* Revise ESLint rules for string coercion
Currently, react uses `'' + value` to coerce mixed values to strings.
This code will throw for Temporal objects or symbols.
To make string-coercion safer and to improve user-facing error messages,
This commit adds a new ESLint rule called `safe-string-coercion`.
This rule has two modes: a production mode and a non-production mode.
* If the `isProductionUserAppCode` option is true, then `'' + value`
coercions are allowed (because they're faster, although they may
throw) and `String(value)` coercions are disallowed. Exception:
when building error messages or running DEV-only code in prod
files, `String()` should be used because it won't throw.
* If the `isProductionUserAppCode` option is false, then `'' + value`
coercions are disallowed (because they may throw, and in non-prod
code it's not worth the risk) and `String(value)` are allowed.
Production mode is used for all files which will be bundled with
developers' userland apps. Non-prod mode is used for all other React
code: tests, DEV blocks, devtools extension, etc.
In production mode, in addiiton to flagging `String(value)` calls,
the rule will also flag `'' + value` or `value + ''` coercions that may
throw. The rule is smart enough to silence itself in the following
"will never throw" cases:
* When the coercion is wrapped in a `typeof` test that restricts to safe
(non-symbol, non-object) types. Example:
if (typeof value === 'string' || typeof value === 'number') {
thisWontReport('' + value);
}
* When what's being coerced is a unary function result, because unary
functions never return an object or a symbol.

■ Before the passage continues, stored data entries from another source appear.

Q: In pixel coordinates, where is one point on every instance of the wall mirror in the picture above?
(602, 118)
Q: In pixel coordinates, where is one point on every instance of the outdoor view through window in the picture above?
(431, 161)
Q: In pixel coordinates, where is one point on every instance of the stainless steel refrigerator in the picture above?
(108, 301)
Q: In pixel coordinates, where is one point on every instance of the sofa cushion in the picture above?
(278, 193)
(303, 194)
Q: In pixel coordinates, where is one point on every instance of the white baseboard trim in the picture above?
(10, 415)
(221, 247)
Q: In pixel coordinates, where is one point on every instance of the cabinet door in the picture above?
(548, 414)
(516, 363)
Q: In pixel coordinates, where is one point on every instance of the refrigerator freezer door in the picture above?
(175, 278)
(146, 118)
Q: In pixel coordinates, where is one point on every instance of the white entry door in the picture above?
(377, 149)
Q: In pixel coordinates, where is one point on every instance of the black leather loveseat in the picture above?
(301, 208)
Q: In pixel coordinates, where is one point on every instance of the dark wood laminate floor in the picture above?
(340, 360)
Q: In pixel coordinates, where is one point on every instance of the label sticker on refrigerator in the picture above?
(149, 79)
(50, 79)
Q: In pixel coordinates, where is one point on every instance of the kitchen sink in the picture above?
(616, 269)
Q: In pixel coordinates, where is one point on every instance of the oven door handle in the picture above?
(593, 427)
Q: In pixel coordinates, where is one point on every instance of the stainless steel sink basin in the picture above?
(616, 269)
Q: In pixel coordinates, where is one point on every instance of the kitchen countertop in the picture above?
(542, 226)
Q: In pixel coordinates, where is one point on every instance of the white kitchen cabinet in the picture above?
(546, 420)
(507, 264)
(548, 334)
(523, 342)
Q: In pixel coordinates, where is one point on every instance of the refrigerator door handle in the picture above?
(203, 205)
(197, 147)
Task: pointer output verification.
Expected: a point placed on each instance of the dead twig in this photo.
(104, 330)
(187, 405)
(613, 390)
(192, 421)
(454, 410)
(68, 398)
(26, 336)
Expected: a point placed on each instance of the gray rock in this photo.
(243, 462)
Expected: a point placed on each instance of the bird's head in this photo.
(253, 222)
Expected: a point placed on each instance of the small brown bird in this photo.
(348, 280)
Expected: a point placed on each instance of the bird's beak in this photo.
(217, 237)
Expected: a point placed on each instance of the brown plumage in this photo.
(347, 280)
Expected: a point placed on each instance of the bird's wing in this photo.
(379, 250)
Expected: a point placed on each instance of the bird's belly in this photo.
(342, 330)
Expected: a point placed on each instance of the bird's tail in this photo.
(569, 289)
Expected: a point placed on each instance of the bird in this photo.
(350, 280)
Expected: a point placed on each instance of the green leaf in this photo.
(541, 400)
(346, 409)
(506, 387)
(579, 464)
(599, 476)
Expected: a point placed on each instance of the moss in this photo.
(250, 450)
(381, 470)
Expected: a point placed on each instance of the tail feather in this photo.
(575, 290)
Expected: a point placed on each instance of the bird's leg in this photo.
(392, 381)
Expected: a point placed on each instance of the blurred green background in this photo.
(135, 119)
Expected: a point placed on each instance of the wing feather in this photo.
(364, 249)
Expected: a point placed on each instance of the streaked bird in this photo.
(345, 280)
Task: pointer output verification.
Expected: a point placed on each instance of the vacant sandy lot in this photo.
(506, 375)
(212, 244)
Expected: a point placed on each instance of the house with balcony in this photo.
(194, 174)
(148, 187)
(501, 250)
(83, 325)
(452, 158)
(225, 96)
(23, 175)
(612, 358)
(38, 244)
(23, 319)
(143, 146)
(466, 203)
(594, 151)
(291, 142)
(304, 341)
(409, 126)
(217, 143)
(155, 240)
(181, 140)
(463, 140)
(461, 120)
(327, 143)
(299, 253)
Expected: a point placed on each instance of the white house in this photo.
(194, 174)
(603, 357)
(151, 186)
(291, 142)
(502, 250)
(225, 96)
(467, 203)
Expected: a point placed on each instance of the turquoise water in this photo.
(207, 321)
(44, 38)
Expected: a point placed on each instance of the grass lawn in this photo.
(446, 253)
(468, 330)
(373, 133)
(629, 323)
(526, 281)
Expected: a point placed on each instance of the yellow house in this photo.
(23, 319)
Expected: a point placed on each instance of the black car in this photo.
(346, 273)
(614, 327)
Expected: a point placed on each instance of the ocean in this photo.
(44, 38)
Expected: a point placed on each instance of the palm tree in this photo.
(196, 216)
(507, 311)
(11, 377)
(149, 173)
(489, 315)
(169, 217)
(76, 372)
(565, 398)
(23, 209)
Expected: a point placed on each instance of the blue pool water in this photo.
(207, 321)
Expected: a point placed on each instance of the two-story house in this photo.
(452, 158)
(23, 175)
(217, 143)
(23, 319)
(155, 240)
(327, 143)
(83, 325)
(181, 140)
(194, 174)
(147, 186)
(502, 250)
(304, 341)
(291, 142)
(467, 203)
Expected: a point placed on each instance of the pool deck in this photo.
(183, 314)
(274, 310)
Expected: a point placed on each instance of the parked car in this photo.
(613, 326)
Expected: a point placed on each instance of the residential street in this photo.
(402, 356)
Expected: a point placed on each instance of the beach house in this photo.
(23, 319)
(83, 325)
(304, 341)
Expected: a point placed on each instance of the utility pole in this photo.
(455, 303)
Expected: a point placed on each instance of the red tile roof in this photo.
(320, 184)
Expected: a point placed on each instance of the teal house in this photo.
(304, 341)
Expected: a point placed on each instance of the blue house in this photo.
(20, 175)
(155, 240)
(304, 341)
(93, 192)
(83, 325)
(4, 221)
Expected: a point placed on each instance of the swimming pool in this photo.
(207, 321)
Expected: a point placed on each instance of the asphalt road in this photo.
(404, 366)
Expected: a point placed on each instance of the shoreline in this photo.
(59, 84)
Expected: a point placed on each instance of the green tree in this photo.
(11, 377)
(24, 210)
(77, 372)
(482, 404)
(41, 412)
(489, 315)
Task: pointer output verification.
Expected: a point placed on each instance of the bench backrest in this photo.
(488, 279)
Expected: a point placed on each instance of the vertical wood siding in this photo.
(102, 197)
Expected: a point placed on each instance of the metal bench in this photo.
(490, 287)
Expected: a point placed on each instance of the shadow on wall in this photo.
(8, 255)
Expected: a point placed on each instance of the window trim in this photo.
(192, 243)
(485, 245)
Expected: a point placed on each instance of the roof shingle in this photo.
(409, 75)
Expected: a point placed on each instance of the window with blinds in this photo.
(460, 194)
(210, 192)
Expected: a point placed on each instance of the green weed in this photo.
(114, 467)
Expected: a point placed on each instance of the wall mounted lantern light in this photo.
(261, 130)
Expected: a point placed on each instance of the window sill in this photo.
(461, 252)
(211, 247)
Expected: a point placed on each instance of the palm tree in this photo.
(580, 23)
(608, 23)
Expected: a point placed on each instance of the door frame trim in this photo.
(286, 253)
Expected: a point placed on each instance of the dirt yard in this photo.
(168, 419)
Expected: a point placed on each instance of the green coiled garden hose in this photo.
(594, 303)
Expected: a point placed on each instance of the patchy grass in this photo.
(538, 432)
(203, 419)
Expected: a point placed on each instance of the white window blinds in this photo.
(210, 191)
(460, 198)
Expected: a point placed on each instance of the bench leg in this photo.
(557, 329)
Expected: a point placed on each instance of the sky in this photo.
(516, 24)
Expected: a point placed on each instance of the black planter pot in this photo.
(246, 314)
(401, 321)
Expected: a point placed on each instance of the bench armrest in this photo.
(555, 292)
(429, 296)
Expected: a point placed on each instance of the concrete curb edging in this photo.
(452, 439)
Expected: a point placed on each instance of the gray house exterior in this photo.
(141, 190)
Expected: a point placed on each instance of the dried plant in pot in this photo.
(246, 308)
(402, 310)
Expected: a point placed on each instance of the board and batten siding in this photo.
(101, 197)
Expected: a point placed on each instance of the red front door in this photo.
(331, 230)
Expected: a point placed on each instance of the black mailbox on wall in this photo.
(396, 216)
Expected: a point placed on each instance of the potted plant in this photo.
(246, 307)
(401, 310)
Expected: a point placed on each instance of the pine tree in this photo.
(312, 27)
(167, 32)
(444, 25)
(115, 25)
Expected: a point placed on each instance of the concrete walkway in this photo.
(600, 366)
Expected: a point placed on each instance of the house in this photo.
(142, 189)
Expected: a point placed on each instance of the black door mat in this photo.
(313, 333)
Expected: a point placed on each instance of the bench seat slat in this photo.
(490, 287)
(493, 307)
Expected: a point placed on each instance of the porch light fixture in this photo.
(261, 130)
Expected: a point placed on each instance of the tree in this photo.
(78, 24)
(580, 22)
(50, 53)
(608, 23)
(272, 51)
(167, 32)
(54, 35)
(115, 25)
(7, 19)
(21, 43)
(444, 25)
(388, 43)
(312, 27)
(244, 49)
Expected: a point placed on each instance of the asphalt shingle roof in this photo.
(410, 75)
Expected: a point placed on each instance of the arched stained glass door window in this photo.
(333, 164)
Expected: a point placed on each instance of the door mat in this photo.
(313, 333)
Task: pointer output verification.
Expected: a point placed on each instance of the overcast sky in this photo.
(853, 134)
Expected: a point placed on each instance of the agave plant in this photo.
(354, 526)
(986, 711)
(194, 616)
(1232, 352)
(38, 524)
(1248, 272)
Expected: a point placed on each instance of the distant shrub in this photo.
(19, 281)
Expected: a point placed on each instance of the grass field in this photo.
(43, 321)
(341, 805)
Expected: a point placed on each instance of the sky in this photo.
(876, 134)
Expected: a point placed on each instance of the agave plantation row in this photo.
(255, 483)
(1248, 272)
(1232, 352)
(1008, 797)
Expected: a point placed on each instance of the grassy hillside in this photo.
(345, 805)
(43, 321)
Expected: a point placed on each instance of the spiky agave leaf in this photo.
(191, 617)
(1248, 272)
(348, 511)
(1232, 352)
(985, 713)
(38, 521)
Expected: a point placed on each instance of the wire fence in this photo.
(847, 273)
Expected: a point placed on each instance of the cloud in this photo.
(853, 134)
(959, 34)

* When the coerced value is a commonly-used numeric identifier:
`i`, `idx`, or `lineNumber`.
* When the statement immeidately before the coercion is a DEV-only
call to a function from shared/CheckStringCoercion.js. This call is a
no-op in production, but in DEV it will show a console error
explaining the problem, then will throw right after a long explanatory
code comment so that debugger users will have an idea what's going on.
The check function call must be in the following format:
if (__DEV__) {
checkXxxxxStringCoercion(value);
};
Manually disabling the rule is usually not necessary because almost all
prod use of the `'' + value` pattern falls into one of the categories
above. But in the rare cases where the rule isn't smart enough to detect
safe usage (e.g. when a coercion is inside a nested ternary operator),
manually disabling the rule will be needed.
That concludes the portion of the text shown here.